Battery life

I am doing well learning my way with battery based circuits. But it has taken some time to get the hang of it.

ESP32 deep sleep

The first thing is the ESP32 can go deep sleep, with controls of some GPIOs that can have set states and be used to wake from sleep, or a timer. Using this with a simple LDO regulator from a 3.7V LiPo I know I can make a device that lasts for several weeks on a charge from a pretty small battery because the Watchy does this. The nice thing is this is deep sleep most of the time, with timed wake to update display every minute. It works, and I have made similar circuits myself.

Leaks

However, some of my designs are not as long lasting, maybe a few days of idle/off time. The reason is that the idle current needs to be very very low, a few uA. Deep sleep on the ESP32 is that low, which is ideal.

Well, except you can set GPIOs in some states and that could use current. If careful though, e.g. week pull on a GPIO input to a button which is not normally pressed, you can indeed keep the current that low.

But there is one annoyance that has led to standby times of more like a day, and that is the nice WS2812 style status LED I use. Its idle current when off is still typical 350uA, which, by comparison to the CPU is huge! There can then be other devices that use power, and even the LDO will leak some.

The solution was a simple pair of FETs to switch the LED off, though for a single status LED I could probably power directly from a GPIO, which may be a neater solution.

This has led to many days standby - well probably indeed the few weeks as I measured on the Watchy.

More LEDs

Once example where this was a lot more of a problem, leading to standby times of more like a few hours at most, was the IronMan glove with 88 LEDs, so idle was more like 30mA. That was a mistake, and one reason I wanted to improve things a lot.

Point of load / power distribution ICs

Whilst a simple pair of FETs works well for controlling power to LEDs, there are some devices really intended for this, which are very cheap, and really quite clever.

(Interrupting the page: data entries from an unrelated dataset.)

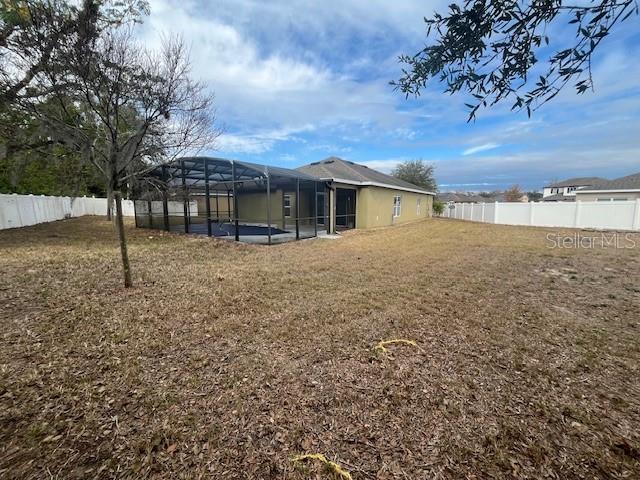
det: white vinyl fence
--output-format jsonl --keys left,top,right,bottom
{"left": 443, "top": 200, "right": 640, "bottom": 231}
{"left": 0, "top": 193, "right": 134, "bottom": 230}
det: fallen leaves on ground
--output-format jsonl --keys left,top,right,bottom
{"left": 0, "top": 217, "right": 639, "bottom": 479}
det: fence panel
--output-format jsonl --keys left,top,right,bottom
{"left": 532, "top": 202, "right": 576, "bottom": 227}
{"left": 1, "top": 193, "right": 135, "bottom": 230}
{"left": 579, "top": 201, "right": 637, "bottom": 230}
{"left": 442, "top": 200, "right": 639, "bottom": 231}
{"left": 496, "top": 202, "right": 531, "bottom": 226}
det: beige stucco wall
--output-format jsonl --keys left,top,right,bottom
{"left": 194, "top": 195, "right": 232, "bottom": 219}
{"left": 355, "top": 185, "right": 433, "bottom": 229}
{"left": 575, "top": 192, "right": 640, "bottom": 202}
{"left": 195, "top": 184, "right": 434, "bottom": 231}
{"left": 236, "top": 189, "right": 315, "bottom": 228}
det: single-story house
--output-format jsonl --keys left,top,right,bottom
{"left": 574, "top": 172, "right": 640, "bottom": 202}
{"left": 133, "top": 156, "right": 435, "bottom": 244}
{"left": 297, "top": 157, "right": 435, "bottom": 232}
{"left": 542, "top": 177, "right": 606, "bottom": 201}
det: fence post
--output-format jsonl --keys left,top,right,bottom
{"left": 14, "top": 193, "right": 24, "bottom": 227}
{"left": 574, "top": 200, "right": 582, "bottom": 228}
{"left": 633, "top": 198, "right": 640, "bottom": 231}
{"left": 529, "top": 201, "right": 535, "bottom": 226}
{"left": 481, "top": 203, "right": 485, "bottom": 222}
{"left": 494, "top": 201, "right": 499, "bottom": 224}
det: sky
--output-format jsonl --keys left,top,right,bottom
{"left": 139, "top": 0, "right": 640, "bottom": 192}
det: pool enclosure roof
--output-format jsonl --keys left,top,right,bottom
{"left": 150, "top": 156, "right": 319, "bottom": 189}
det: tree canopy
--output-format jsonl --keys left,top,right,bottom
{"left": 391, "top": 159, "right": 437, "bottom": 191}
{"left": 393, "top": 0, "right": 638, "bottom": 120}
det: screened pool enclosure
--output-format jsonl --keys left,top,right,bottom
{"left": 133, "top": 157, "right": 325, "bottom": 244}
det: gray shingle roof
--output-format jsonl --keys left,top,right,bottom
{"left": 546, "top": 177, "right": 606, "bottom": 188}
{"left": 296, "top": 157, "right": 434, "bottom": 193}
{"left": 578, "top": 172, "right": 640, "bottom": 191}
{"left": 436, "top": 192, "right": 489, "bottom": 203}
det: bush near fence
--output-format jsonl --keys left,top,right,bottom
{"left": 443, "top": 200, "right": 640, "bottom": 231}
{"left": 0, "top": 193, "right": 134, "bottom": 230}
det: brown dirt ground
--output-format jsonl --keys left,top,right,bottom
{"left": 1, "top": 217, "right": 639, "bottom": 479}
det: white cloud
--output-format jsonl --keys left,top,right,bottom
{"left": 361, "top": 158, "right": 408, "bottom": 173}
{"left": 139, "top": 0, "right": 640, "bottom": 181}
{"left": 462, "top": 142, "right": 501, "bottom": 156}
{"left": 216, "top": 125, "right": 315, "bottom": 154}
{"left": 140, "top": 0, "right": 416, "bottom": 156}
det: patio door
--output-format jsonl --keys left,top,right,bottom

An example is the TI TPS22916. It is tiny (0.78mm x 0.78mm), has power in and out, GND, and a control input, and that is it.

Its job is to switch power input to output, simple as that, but it has a slew rate to reduce input current surges, and the control input is a simple logic level, active high, that will switch from as little as 1V, so will work directly from a GPIO, no other external components at all. It also has thermal cut out.

This makes it much smaller and neater than a dual FET, plus two resistors, and better and safer (the slew rate and thermal cut out). It also has a standby of typical 0.1uA, so basically nothing.

This makes it ideal to control the LEDs, even when only one status LED.

But there is more

I think I can do better. The idle ESP32 has some current and the LDO will have some even when idle. What if I could eliminate almost all power usage when off.

This is my plan...

I'll explain...

This idea is the LiPo (the connector at the top) feeds in to two of these switch ICs. It could be just one if all I wanted was an on button. This idea is the button links the battery to the switch IC control - the switch IC even has a built in pull down so no extra component needed. When button is pressed power comes on.

Then a GPIO (PWR) is driven from the processor - if I only had one switch IC it would be linked to the button to logically hold it pressed. This keeps the power on until the processor commits suicide by lowering that GPIO level.

By using two switch ICs I can still keep things on from a GPIO, but by linking the button to a GPIO input, I can still detect the button pressed when on. Button press does nothing for power when power is already on, but the CPU can tell the button is pressed, and use that, including using it as a power off switch if wanted.

The concept is that when logically off (and this means no wake up on timer, properly off), the only leaking current is of the order of 0.1uA (x2) through the switch ICs. Not even leakage via the LDO or the deep sleep processor applies. This should allow the battery to last a long time, e.g. even a tiny 150mAh should last decades in idle, with the batteries own internal leakage being more of an issue.

So, ordering some sample boards to test.